15 réponses à “Paris is Hell

  1. Mo

    C’est bon de te relire ici! Je n’ai jamais été attirée par les bouquins de Lolita Pille, j’avais l’impression que l’image que j’en avais, qu’elle voulait en donner, serait ce que j’y trouverais et ça ne m’intéresse pas. Tu viens de me confirmer que ce n’était pas que des préjugés!

  2. « Plus parisienne que Lolita Pille (écrivain à 19 ans, snob à mourir à 26 ans), cela n’existe que dans un dessin de Kiraz »

    je suis trop plié pour aller au-delà de cette phrase je reprends mon souffle et je reviens ^^

    ça vire au cat fight ce blougue,
    depuis ton retour tu balance des gnons à tout va, et enfait j’aime bien.
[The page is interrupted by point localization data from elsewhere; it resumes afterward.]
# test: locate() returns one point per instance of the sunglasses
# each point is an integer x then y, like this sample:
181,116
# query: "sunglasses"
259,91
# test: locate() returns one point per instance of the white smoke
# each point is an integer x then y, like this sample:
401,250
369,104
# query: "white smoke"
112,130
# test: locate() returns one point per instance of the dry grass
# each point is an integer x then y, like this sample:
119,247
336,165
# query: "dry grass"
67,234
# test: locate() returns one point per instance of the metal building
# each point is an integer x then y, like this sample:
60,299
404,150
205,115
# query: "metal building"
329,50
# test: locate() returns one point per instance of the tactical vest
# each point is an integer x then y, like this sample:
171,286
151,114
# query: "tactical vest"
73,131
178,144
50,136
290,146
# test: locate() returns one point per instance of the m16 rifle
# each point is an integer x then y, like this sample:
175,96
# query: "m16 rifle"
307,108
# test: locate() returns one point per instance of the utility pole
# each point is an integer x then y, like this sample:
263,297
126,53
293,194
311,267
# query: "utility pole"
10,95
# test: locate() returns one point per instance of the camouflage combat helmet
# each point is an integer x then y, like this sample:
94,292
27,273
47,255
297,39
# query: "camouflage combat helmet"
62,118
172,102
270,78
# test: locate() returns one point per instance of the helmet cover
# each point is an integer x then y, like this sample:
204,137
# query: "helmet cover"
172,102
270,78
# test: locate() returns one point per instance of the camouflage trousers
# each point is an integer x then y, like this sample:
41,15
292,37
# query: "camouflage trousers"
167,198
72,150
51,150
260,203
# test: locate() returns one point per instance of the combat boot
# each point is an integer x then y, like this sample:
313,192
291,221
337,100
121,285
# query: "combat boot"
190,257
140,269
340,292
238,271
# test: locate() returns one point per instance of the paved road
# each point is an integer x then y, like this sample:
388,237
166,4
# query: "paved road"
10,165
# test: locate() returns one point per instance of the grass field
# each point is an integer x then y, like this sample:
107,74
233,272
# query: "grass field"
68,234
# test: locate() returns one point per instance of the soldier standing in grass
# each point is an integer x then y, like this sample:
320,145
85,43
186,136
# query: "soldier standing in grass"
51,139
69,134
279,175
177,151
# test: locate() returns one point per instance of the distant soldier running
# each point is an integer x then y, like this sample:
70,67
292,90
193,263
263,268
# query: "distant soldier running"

    prochaine fois que je crois quelqu’un à Paris avec un cocard, je lui serres la main lui disant « ah, vous aussi vous avez écrit un livre? »

  3. Je n’ai pas lu ce livre, ouf, et je peux donc sans risques trouver ce commentaire excellent. C’est un régal, cette façon de mastiquer un auteur avant de le recracher.
    Ensuite, évidemment, plus personne n’en veut.

  4. Fafa

    Je ne sais même pas comment tu as eu l’idée d’ouvrir ce…truc (parce que livre c’est vraiment pas le bon mot). Un coup de déprime ?
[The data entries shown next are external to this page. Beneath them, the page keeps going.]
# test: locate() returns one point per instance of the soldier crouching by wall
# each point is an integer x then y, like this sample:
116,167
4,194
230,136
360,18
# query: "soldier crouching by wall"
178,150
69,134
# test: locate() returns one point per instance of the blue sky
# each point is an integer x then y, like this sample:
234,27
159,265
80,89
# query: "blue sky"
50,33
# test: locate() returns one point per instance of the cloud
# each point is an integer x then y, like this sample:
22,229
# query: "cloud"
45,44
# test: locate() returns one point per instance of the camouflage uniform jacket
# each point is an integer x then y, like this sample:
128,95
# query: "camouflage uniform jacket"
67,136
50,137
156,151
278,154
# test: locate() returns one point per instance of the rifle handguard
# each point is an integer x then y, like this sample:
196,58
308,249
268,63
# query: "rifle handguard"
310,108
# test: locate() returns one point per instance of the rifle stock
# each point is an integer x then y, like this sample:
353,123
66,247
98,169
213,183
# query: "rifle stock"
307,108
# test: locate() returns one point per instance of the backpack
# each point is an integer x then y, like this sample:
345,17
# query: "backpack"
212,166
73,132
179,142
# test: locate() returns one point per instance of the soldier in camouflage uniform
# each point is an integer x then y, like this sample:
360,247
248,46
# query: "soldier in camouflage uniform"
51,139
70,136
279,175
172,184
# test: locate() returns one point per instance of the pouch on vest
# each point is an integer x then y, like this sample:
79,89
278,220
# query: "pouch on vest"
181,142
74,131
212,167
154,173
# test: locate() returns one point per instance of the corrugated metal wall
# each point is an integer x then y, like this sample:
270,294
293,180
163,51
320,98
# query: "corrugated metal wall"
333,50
  5. Voilà un billet joliment troussé qui devrait ravir notre chère Bon Sens. Je vais de ce pas lui apporter la nouvelle ;)

  6. @ Mo : c’est vrai que ça faisait longtemps, hein? Et ça fait du bien de vous lire aussi, d’avoir un peu le temps, tout ça…
    En tous cas, Lolita Pille, on ne m’y reprendra pas…

    @ Arbobo : ouah t’exagère hé, Arbobo… bon, je suis peut-être un peu méchante, mais… les Parisiens trouvent difficilement grâce à mes yeux après mon dernier voyage!

    @ Georges F. : merci Georges, pauvre Lolita, je ne pensais tout de même pas l’avoir tant amochée que ça…

    @ Fafa : je sais, je sais. En fait, quand je l’ai lu, c’était juste après « Terre des oublis » de Duong Thu Huong, que j’ai adoré. J’avais emporté « Hell » en Irak, par pure curiosité. La plus proche librairie de langue française se trouvant à… Beyrouth, j’avais quand même décidé de finir ce roman plutôt plus que moyen. Par dépit, donc… mais de déprime, point.

    @ In Cold Blog : héhé, elle n’aime pas non plus Lolita Pille, miss Bon sens?

  7. J’adore ton billet… et, bien entendu, je vais me tenir loin de ce livre!

  8. @ Karine : ah, coquins de lecteurs, je vous adore, plus je suis méchante et plus vous aimez ça, visiblement… :-) Pauvre Lolita Pille, je lui ai fait sa fête pour Noël. Mais si je peux faire grimper les ventes de Duong Thu Huong à la place dans le panier de shopping des fêtes de mes lecteurs avisés, et baisser celles de miss Pille, j’hésite pas.

  9. InColdBlog a du en effet se marrer :)
    Eh oui chère Madga nous avons une irritation en commun :)

  10. @ Bon Sens : en même temps, ne pas aimer le travail de Lolita Pille c’est… une question de bon sens :-) non?

  11. Mouarf ! Un billet excellent pour un livre qui l’est moins. Merci pour le fou rire.

  12. @ Leiloona : merci beaucoup :-)

  13. La Nymphette

    Je la déteste. Elle est tout ce que tu dis qu’elle « est ». Je suis peut-être « jalouse »… Pourtant, j’ai bien aimé son « Hell », simplement parce que payer l’ISF n’empèche pas d’aimer et d’avoir « putain de mal »!

  14. @ La Nymphette : oui, c’est sûr que ça n’empêche pas… mais c’était écrit avec tant de pathos, que ça m’avait fatiguée, cette histoire d’amour. Et les deux personnages sont de toute façons trop têtes à claques pour qu’on arrive à s’identifier à eux.